Florian Wettstein ist Professor für Wirtschaftsethik an der Hochschule St. Gallen (HSG). Zur Beurteilung der Mitverantwortung, die Schweizer Firmen vor Ort bezüglich der Missstände auf Katars Baustellen tragen, verweist er auf die Uno-Leitprinzipien für Wirtschaft und Menschenrechte, die Firmen selbst dann in die Pflicht nehmen, wenn sie zu einer Menschenrechtsverletzung zwar nicht direkt beitragen, aber mit ihr in Verbindung stehen. «Die Firmen müssen vor dem Markteintritt und auch danach Sorgfaltsprüfungen vornehmen. Sie müssen also laufend untersuchen, welchen Impact sie auf die Menschenrechtssituation haben.»
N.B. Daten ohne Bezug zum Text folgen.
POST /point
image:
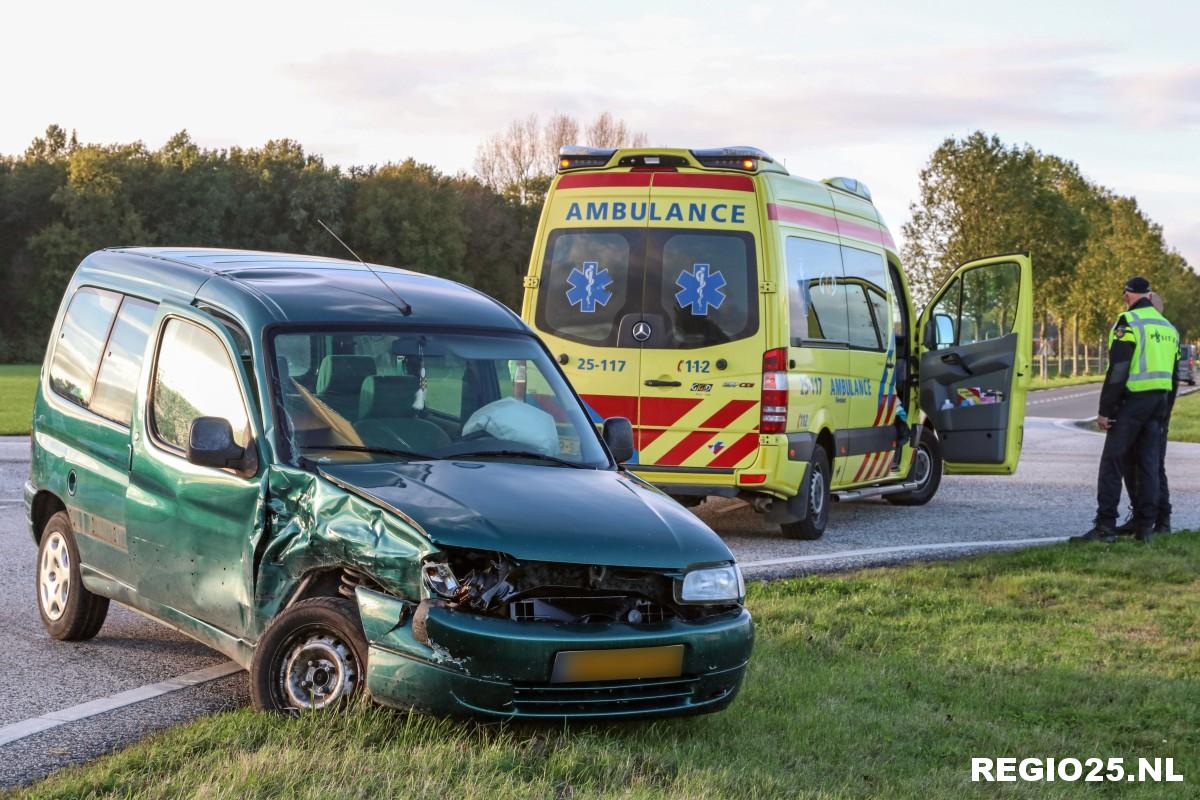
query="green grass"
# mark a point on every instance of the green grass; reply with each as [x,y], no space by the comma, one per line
[877,684]
[1186,419]
[18,384]
[1066,380]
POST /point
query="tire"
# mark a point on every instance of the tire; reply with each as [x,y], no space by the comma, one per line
[313,656]
[927,468]
[69,611]
[817,500]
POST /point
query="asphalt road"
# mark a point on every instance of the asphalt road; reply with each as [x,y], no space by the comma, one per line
[1050,495]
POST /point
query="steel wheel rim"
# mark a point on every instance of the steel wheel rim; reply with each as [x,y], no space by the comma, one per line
[923,467]
[54,577]
[816,493]
[318,669]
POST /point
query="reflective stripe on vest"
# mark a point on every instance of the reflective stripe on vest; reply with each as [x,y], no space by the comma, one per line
[1156,346]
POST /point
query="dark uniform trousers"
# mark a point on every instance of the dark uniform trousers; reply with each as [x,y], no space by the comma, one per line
[1134,443]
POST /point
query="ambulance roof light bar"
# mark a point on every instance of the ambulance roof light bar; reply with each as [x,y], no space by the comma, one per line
[741,157]
[574,156]
[856,187]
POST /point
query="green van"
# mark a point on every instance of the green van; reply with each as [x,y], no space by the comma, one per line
[359,480]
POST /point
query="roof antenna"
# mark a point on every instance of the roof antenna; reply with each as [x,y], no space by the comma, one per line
[401,304]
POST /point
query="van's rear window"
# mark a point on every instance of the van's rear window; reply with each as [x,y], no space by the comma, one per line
[696,288]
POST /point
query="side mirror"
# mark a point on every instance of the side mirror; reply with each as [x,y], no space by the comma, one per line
[618,434]
[210,444]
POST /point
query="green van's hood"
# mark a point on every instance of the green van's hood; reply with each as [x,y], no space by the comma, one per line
[544,513]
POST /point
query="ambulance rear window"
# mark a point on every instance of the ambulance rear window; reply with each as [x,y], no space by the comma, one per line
[588,282]
[705,284]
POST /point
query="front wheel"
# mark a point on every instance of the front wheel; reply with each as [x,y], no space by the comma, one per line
[925,471]
[816,503]
[313,656]
[67,609]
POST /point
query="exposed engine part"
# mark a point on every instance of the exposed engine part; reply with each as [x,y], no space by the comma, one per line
[439,578]
[534,591]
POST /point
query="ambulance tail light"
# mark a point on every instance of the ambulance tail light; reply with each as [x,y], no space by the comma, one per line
[774,391]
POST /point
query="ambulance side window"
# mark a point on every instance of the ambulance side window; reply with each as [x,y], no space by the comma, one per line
[589,280]
[816,292]
[865,299]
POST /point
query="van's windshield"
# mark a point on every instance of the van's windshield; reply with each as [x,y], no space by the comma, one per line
[376,395]
[697,287]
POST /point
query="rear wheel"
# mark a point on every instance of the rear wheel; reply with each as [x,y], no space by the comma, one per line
[925,471]
[313,656]
[67,609]
[816,503]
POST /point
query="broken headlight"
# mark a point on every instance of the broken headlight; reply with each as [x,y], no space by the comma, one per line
[439,579]
[720,584]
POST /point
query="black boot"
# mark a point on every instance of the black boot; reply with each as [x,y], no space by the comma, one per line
[1101,533]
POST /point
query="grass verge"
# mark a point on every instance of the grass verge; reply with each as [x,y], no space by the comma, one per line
[882,683]
[1186,419]
[18,384]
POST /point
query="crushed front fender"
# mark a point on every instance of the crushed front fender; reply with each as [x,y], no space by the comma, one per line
[477,665]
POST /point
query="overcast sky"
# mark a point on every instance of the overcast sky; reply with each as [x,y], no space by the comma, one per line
[861,89]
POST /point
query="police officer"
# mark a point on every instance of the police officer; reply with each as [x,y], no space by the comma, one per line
[1143,347]
[1129,469]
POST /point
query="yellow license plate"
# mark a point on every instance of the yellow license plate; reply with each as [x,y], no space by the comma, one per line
[627,663]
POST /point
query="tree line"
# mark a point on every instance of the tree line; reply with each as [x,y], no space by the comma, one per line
[61,199]
[981,197]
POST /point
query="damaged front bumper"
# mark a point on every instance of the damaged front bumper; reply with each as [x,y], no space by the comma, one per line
[477,665]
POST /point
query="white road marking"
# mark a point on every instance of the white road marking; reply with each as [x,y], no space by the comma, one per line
[904,548]
[18,731]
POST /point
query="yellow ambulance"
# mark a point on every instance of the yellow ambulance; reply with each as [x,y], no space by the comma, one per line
[757,330]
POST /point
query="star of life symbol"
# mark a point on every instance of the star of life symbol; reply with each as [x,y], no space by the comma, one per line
[701,288]
[589,287]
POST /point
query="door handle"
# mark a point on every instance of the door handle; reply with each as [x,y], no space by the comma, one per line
[957,360]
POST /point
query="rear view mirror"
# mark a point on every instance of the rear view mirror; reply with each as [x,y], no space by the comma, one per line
[943,331]
[618,434]
[210,444]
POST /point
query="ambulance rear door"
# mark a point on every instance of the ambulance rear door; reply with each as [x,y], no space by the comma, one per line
[589,287]
[701,329]
[976,361]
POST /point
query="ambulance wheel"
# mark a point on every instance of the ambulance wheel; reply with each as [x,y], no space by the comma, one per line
[925,470]
[69,611]
[817,501]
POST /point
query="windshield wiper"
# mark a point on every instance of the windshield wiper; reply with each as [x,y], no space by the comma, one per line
[384,451]
[521,453]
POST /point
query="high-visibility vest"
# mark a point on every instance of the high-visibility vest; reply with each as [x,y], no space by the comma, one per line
[1156,347]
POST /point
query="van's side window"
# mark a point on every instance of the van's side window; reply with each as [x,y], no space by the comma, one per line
[121,366]
[816,290]
[193,377]
[81,342]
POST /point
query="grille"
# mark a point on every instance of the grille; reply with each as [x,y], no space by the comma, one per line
[588,608]
[545,699]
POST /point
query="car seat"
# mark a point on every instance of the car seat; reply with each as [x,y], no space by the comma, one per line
[387,417]
[340,382]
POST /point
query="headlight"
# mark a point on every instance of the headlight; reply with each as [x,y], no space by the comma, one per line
[713,585]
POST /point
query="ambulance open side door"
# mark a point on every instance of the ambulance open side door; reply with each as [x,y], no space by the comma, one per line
[976,364]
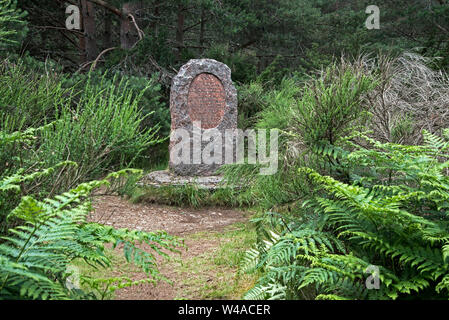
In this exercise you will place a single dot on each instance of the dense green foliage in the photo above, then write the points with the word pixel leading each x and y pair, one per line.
pixel 36 255
pixel 392 215
pixel 363 146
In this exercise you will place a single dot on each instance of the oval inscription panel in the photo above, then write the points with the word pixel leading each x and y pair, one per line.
pixel 206 101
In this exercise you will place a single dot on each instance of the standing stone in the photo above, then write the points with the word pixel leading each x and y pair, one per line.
pixel 203 102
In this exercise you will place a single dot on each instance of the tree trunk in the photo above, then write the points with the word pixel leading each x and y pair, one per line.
pixel 107 30
pixel 180 31
pixel 128 31
pixel 88 19
pixel 202 27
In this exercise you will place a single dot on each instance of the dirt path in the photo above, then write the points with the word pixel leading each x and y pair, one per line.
pixel 186 223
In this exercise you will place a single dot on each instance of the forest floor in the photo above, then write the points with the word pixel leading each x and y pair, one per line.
pixel 207 268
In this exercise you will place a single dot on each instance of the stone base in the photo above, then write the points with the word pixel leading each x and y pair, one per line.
pixel 166 178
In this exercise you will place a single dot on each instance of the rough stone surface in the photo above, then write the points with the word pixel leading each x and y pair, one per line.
pixel 166 178
pixel 201 91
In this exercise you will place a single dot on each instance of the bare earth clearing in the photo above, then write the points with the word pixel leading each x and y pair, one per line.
pixel 192 272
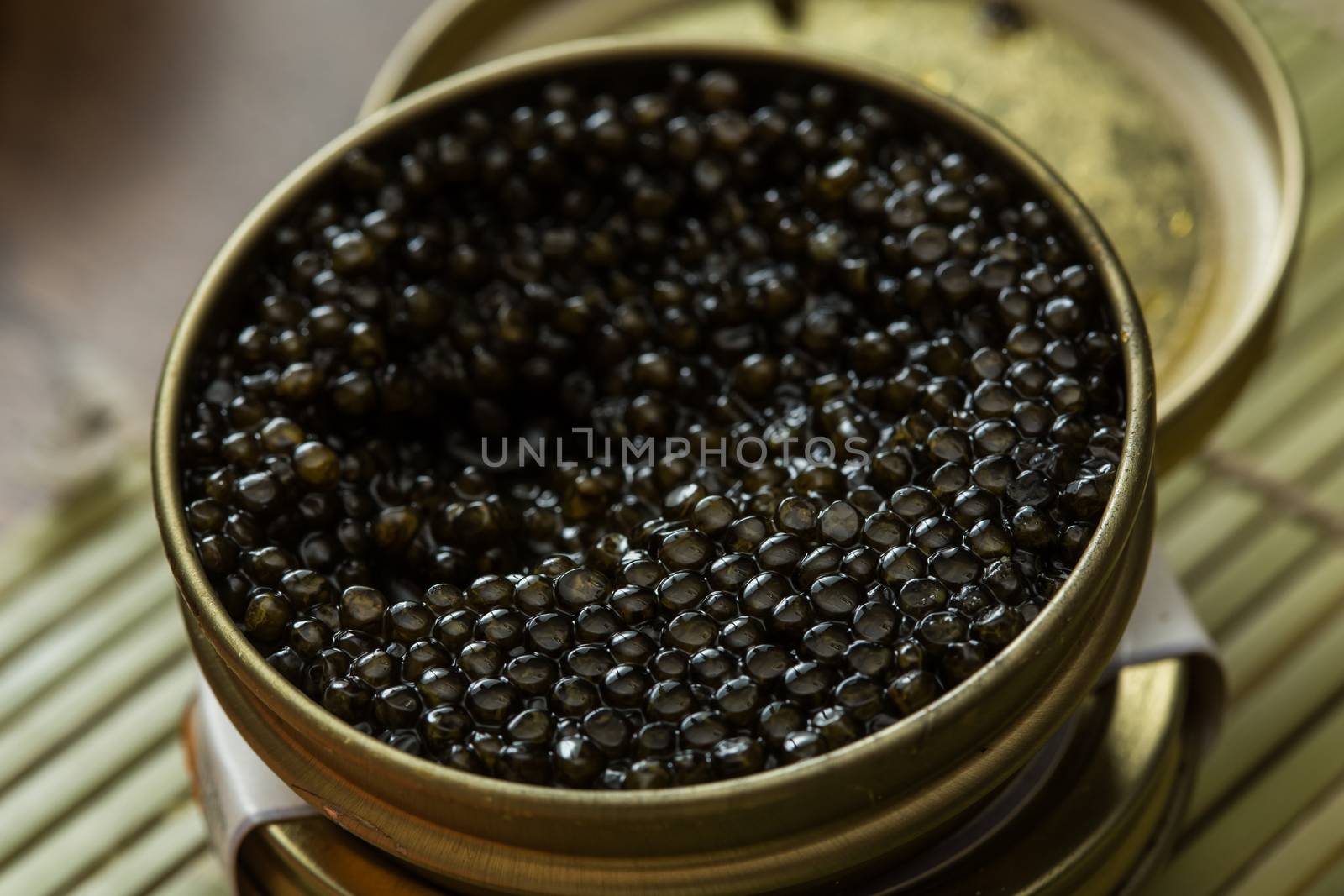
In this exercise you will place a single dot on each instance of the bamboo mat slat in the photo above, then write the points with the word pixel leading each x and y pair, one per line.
pixel 94 799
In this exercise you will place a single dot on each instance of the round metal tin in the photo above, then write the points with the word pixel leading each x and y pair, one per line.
pixel 1139 772
pixel 1173 121
pixel 780 829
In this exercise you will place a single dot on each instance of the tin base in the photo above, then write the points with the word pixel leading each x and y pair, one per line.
pixel 1173 121
pixel 1100 825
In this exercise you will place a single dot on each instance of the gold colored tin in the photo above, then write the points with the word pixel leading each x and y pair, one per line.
pixel 1173 121
pixel 827 819
pixel 1099 828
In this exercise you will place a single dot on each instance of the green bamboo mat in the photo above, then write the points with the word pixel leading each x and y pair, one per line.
pixel 94 799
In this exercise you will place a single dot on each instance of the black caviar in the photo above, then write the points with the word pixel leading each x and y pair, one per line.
pixel 897 349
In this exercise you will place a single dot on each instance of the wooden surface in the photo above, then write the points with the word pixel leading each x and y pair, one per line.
pixel 94 669
pixel 134 137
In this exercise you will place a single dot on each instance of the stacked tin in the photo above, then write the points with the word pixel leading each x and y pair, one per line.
pixel 1178 132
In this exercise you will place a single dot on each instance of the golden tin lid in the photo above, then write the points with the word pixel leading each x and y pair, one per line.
pixel 1173 121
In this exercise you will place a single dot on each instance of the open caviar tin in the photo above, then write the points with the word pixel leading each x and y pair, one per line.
pixel 1173 121
pixel 830 821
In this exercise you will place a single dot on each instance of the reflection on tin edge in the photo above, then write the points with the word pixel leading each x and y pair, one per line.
pixel 1085 114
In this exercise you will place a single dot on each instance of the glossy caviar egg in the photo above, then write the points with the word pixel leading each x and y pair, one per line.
pixel 916 392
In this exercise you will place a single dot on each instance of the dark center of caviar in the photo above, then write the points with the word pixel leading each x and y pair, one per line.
pixel 719 255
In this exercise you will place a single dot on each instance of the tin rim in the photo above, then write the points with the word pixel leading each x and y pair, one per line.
pixel 1075 604
pixel 1200 396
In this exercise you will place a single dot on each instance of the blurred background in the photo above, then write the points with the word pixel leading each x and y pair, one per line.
pixel 136 134
pixel 134 137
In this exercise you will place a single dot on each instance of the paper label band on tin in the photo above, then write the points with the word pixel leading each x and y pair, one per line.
pixel 1164 625
pixel 239 793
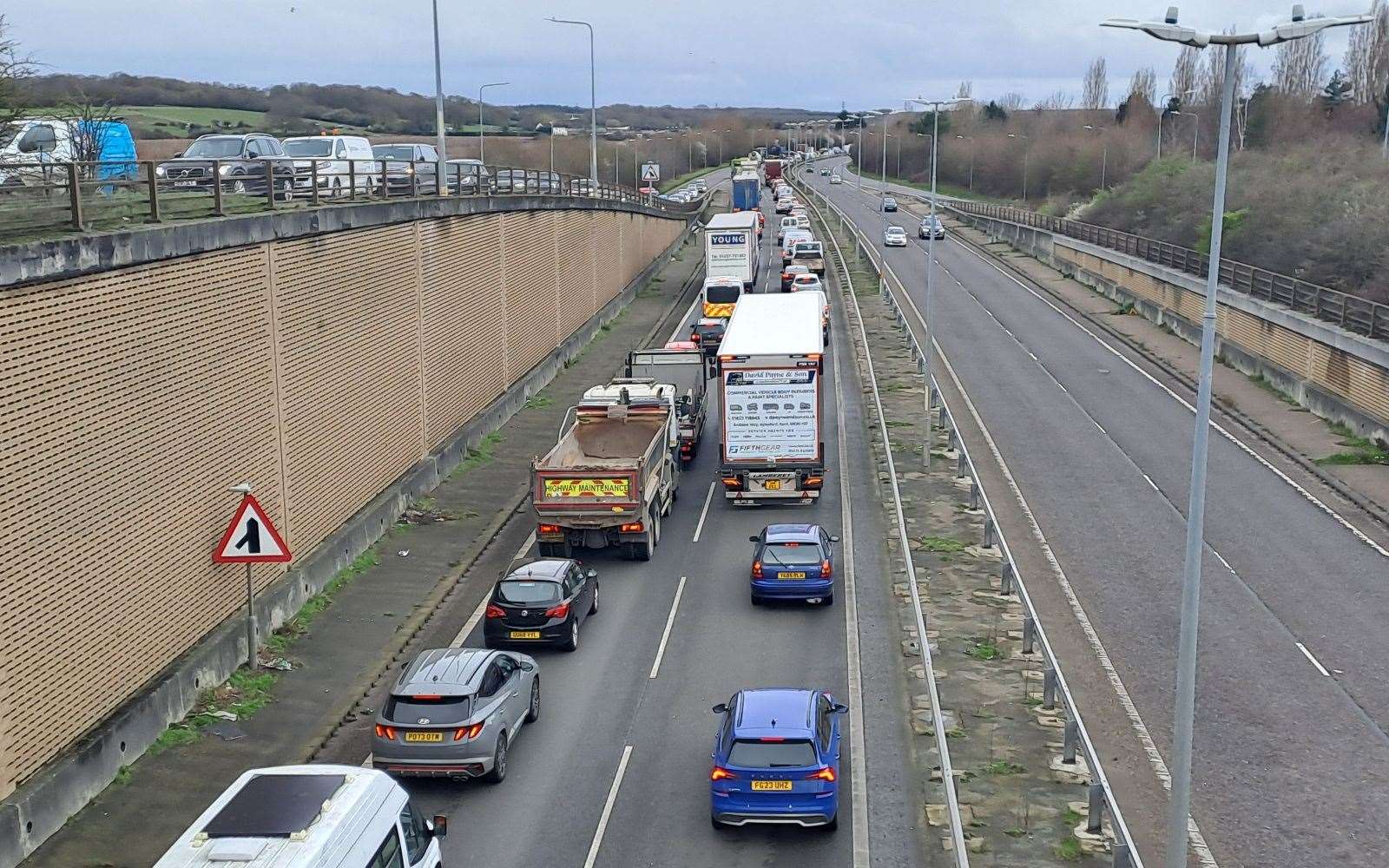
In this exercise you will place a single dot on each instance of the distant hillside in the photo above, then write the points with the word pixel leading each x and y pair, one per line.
pixel 168 108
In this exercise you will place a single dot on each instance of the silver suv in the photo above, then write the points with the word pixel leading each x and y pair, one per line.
pixel 455 713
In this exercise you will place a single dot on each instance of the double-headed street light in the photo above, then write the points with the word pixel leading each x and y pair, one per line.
pixel 931 240
pixel 1167 30
pixel 594 102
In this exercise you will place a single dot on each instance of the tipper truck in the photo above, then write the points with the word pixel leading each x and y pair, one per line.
pixel 770 368
pixel 682 365
pixel 613 474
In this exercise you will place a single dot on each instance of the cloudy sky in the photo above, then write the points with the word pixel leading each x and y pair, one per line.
pixel 807 53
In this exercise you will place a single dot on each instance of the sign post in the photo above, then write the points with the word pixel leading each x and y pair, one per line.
pixel 650 177
pixel 250 538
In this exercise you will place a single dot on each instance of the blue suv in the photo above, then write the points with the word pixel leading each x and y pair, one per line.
pixel 793 562
pixel 777 760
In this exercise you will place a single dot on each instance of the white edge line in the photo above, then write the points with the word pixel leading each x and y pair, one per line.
pixel 666 635
pixel 1314 661
pixel 703 514
pixel 608 809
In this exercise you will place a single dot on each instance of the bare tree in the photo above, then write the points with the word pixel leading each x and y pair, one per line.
pixel 1367 56
pixel 1056 101
pixel 1184 73
pixel 1096 94
pixel 14 69
pixel 1145 83
pixel 1300 66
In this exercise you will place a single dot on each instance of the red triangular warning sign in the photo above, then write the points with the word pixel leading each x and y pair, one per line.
pixel 250 538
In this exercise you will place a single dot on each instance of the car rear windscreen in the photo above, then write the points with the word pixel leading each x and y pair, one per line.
pixel 792 553
pixel 434 708
pixel 773 754
pixel 722 295
pixel 527 594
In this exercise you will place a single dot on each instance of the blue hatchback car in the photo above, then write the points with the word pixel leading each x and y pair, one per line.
pixel 777 760
pixel 793 562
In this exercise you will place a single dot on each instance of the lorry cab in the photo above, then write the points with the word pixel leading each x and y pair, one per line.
pixel 721 296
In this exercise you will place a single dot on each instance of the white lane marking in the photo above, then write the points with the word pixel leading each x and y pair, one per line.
pixel 703 514
pixel 608 809
pixel 666 635
pixel 1314 661
pixel 858 742
pixel 1221 430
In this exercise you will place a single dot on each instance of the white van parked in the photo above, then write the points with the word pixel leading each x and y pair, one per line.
pixel 310 817
pixel 331 156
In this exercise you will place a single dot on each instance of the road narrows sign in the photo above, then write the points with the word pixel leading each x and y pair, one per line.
pixel 250 538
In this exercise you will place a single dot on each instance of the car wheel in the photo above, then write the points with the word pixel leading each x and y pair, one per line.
pixel 532 713
pixel 499 761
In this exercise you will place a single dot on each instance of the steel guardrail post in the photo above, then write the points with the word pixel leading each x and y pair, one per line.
pixel 74 194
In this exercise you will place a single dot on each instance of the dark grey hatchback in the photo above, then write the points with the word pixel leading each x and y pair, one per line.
pixel 541 603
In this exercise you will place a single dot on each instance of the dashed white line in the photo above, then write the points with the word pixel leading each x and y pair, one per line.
pixel 1314 661
pixel 703 514
pixel 666 635
pixel 608 809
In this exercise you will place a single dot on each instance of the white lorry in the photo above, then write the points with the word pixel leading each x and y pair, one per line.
pixel 731 247
pixel 613 474
pixel 771 365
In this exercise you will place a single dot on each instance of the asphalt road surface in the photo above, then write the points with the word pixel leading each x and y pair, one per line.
pixel 1291 753
pixel 616 771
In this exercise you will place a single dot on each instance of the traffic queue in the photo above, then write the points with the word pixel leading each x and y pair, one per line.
pixel 608 483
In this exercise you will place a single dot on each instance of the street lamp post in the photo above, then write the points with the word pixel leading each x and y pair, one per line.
pixel 441 145
pixel 594 102
pixel 1104 157
pixel 931 256
pixel 1027 149
pixel 483 145
pixel 1299 27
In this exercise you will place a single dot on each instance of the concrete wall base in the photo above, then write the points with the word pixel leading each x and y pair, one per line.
pixel 41 806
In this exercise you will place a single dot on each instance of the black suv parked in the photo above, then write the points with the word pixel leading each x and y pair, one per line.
pixel 240 161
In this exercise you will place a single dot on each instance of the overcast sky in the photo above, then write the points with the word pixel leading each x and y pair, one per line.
pixel 649 52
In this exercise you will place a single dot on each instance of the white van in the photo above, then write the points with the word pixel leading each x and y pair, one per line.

Im katarischen Bausektor, wo systematische Menschenrechtsverletzungen vorhersehbar seien, müssten die Firmen zwingend Massnahmen ergreifen und – wo möglich – Einfluss auf die Situation nehmen, so Wettstein. Das könne zum Beispiel bedeuten, dass man mit gewissen Kunden nicht zusammenarbeite oder dass man mit anderen Akteuren kooperiere, um Druck auf fehlbare Organisationen aufzubauen. «Die Firmen können heute nicht mehr einfach sagen, dass sie keine Verantwortung dafür hätten, was ausserhalb ihrer Werksmauern geschieht», sagt der Wirtschaftsethiker.